Als im Untergang Bruno Ganz zum ersten Mal als Hitler ins Bild kam, dachte ich: Jetzt wird's lustig, das meint der doch nicht ernst.
Bruno meint es sehr, sehr ernst. Ich war ja bei der Premiere in Berlin. Und habe glecht. Aber da war ich der Einzige.
Nur am Anfang?
Mehrfach! Wenn ich diese Stimme höre, diese gespielte Hitlter-Stimme, da muss ich einfach lachen.[...]
Kann es sein, dass das Original nicht zu übertreffen ist?
Da ich den echten wie gesagt nicht mehr erlebt habe, kenne ich eigentlich nur den Medien-Führer. Das könnte übrigens ein unverfängliches Nachschlagewerk sein, der "Medien-Führer", geht aber nicht: Der Begriff "Führer" ist ruiniert für alle Zeiten. [...]
Mein Speicher ist momentan gut gefüllt mit Führer-Infos. Was ich schon nicht mehr verfolgen konnte, war "Hitler und die Bombe" und auch "Hitler träufelte sich Kokain in die Augen". Das eröffnet ganz neue Aspekte beim Führer. Sört es Ihre Chefredaktion, wenn wir immer vom "Führer" sprechen? Sollen wir lieber sagen: "Die Bestie"? [...]
So groß war der Führer auch wieder nicht [Anm. Es geht um Körpergröße]
Als ich damals im katholischen Gemeindehaus Nürtingen für die Senioren gespielt habe, sagten die zu mir: "Herr Schmidt, wie groß sind Sie?" - "1,94" - Donnerwetter, da wären Sie ja LAH gewesen!
L-A-H?
Leibstandarte Adolf Hitler. Den Begriff kannte ich gar nicht. LAH! [...]
Ephraim Kishon hat im Auto gerne Reden von Hitler und Goebbels gehört. Kann man von Adolf Hitler etwas lernen?
Das weiß ich nicht. Für Kishon hatte das bestimmt einen andern Bezug. Ich würde es nicht machen.
Wenn man an der roten Ampel steht, das Fenster runterdreht, und aus dem Lautsprecher kommt der Führer, gibt das sicher einen interessanten Effekt.

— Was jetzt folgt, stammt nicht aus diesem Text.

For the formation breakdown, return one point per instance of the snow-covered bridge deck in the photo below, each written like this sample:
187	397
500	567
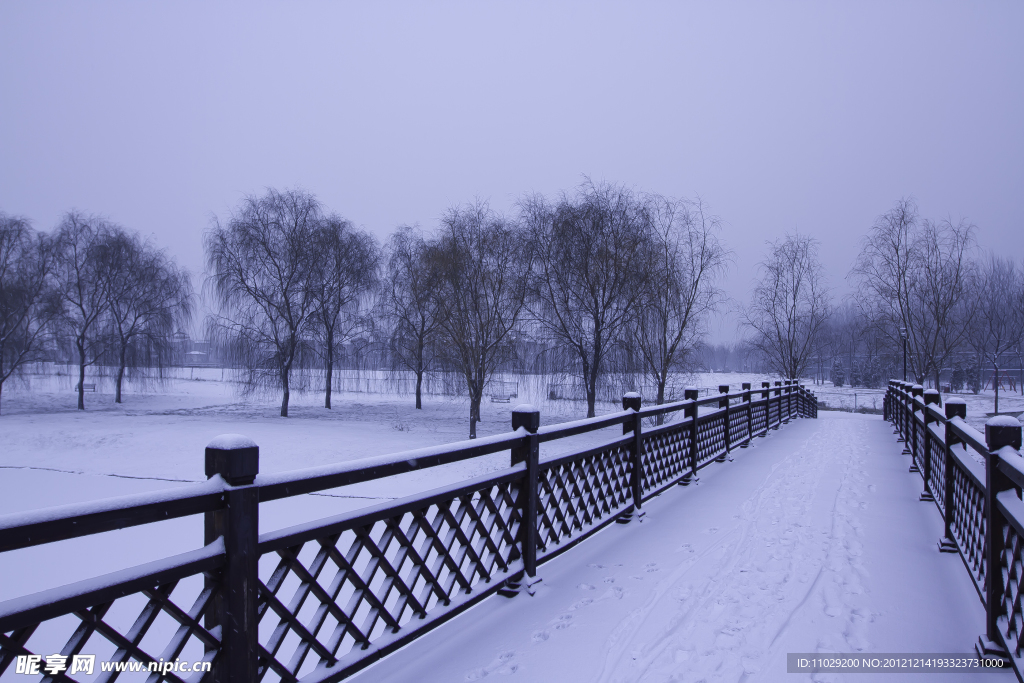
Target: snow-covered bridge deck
812	541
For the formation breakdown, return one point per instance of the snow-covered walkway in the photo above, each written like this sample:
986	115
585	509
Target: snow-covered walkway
812	541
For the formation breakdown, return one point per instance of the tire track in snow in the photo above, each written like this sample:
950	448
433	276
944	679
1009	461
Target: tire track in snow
732	605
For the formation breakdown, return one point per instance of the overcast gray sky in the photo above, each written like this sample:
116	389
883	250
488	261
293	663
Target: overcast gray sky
809	116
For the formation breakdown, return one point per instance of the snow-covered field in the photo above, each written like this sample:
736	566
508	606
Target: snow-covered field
792	547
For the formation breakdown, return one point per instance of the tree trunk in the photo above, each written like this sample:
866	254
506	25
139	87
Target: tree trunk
330	368
475	393
121	374
81	373
419	376
995	383
660	395
284	386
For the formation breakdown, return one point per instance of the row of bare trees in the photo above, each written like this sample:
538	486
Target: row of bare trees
589	275
916	280
91	289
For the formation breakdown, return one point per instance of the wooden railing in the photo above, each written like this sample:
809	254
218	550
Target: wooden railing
324	599
980	504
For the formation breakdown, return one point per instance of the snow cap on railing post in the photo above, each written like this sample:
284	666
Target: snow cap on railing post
955	408
632	400
690	393
1003	430
528	418
1000	431
233	457
236	458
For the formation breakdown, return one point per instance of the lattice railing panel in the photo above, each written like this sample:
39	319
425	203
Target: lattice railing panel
165	622
937	477
760	420
325	597
577	494
1013	566
711	438
737	424
968	522
666	455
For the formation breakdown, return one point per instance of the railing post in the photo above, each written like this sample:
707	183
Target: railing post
691	412
778	401
750	416
955	408
900	391
912	439
634	426
766	394
528	418
931	397
788	400
723	401
997	436
236	460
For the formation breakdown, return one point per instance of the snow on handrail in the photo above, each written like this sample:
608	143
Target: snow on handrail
295	482
16	612
23	529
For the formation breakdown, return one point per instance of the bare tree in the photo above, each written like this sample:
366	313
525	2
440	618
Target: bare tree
592	257
148	296
998	321
82	278
259	264
790	306
344	269
687	259
26	301
482	267
411	303
915	274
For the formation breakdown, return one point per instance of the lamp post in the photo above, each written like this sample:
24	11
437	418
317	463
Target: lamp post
902	335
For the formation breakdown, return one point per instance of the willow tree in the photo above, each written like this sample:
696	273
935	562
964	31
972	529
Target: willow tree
260	262
592	260
482	264
686	261
791	305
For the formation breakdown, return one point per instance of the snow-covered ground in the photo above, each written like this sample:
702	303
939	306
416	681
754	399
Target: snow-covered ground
811	541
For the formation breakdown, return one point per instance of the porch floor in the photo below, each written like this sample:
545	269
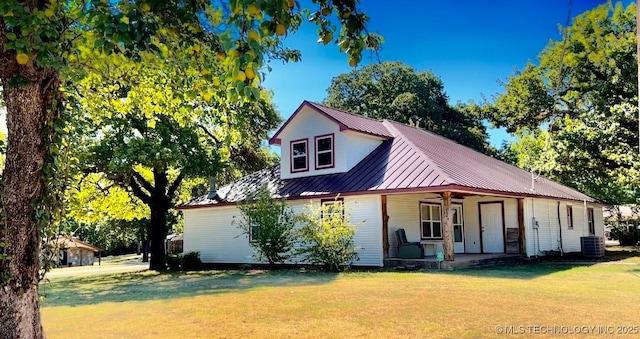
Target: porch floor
462	260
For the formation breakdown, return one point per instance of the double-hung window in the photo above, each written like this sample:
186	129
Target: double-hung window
332	207
324	151
299	159
592	226
431	221
254	231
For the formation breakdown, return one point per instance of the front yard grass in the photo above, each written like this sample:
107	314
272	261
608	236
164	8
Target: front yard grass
458	304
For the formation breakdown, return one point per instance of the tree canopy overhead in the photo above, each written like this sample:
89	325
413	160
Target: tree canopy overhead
584	92
39	38
395	91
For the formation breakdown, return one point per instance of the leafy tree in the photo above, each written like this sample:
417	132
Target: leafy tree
528	152
585	90
156	125
37	40
327	237
395	91
269	224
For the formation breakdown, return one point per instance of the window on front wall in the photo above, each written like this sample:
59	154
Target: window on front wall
590	222
569	217
431	221
324	151
332	207
299	161
254	232
457	223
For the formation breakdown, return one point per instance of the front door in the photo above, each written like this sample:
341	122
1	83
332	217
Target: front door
491	227
458	230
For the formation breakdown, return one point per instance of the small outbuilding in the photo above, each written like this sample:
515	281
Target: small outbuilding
73	252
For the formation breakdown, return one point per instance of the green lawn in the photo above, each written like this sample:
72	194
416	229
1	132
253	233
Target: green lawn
458	304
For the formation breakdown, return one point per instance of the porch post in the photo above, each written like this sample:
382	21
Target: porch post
521	226
447	226
385	227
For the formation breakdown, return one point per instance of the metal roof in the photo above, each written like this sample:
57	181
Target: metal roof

Ich gebe Ihnen mein Ehrenwort: Ich habe nie Führer-CDs besessen. Wir befinden hier in einem Stadtteil Kölns, in dem sehr viel türkische Bevölkerung integriert wird. Angenommen, ein türkischer Mitbürger fragt mich nach dem Weg, während der Führer aus dem Lautsprecher dröhnt, das könnten Sie so schnell nicht erklären. [...]
[Anm.: Es geht um das Kriegsende]
Befreit, besiegt, verloren - das klingt fast wie ein Schlager (singt): Befreit, besiegt, betrogen. [...]
Mel Brooks hat sich bei der Tony-Verleihung bei Hitler bedankt! [Anm. Mel Brooks Hitler-Film The Pruducers läuft als Musicaladaption mit großem Erfolg am Broadway. Mel Brooks ist übrigens selbst Jude]
Das müssten Bruno Ganz und Bernd Eichinger eigentlich...
Ja, nur: Mel Brooks darf das. Ich empfehle niemandem, bei der Bambi-Verleihung zu sagen: "Ich danke Adolf Hitler."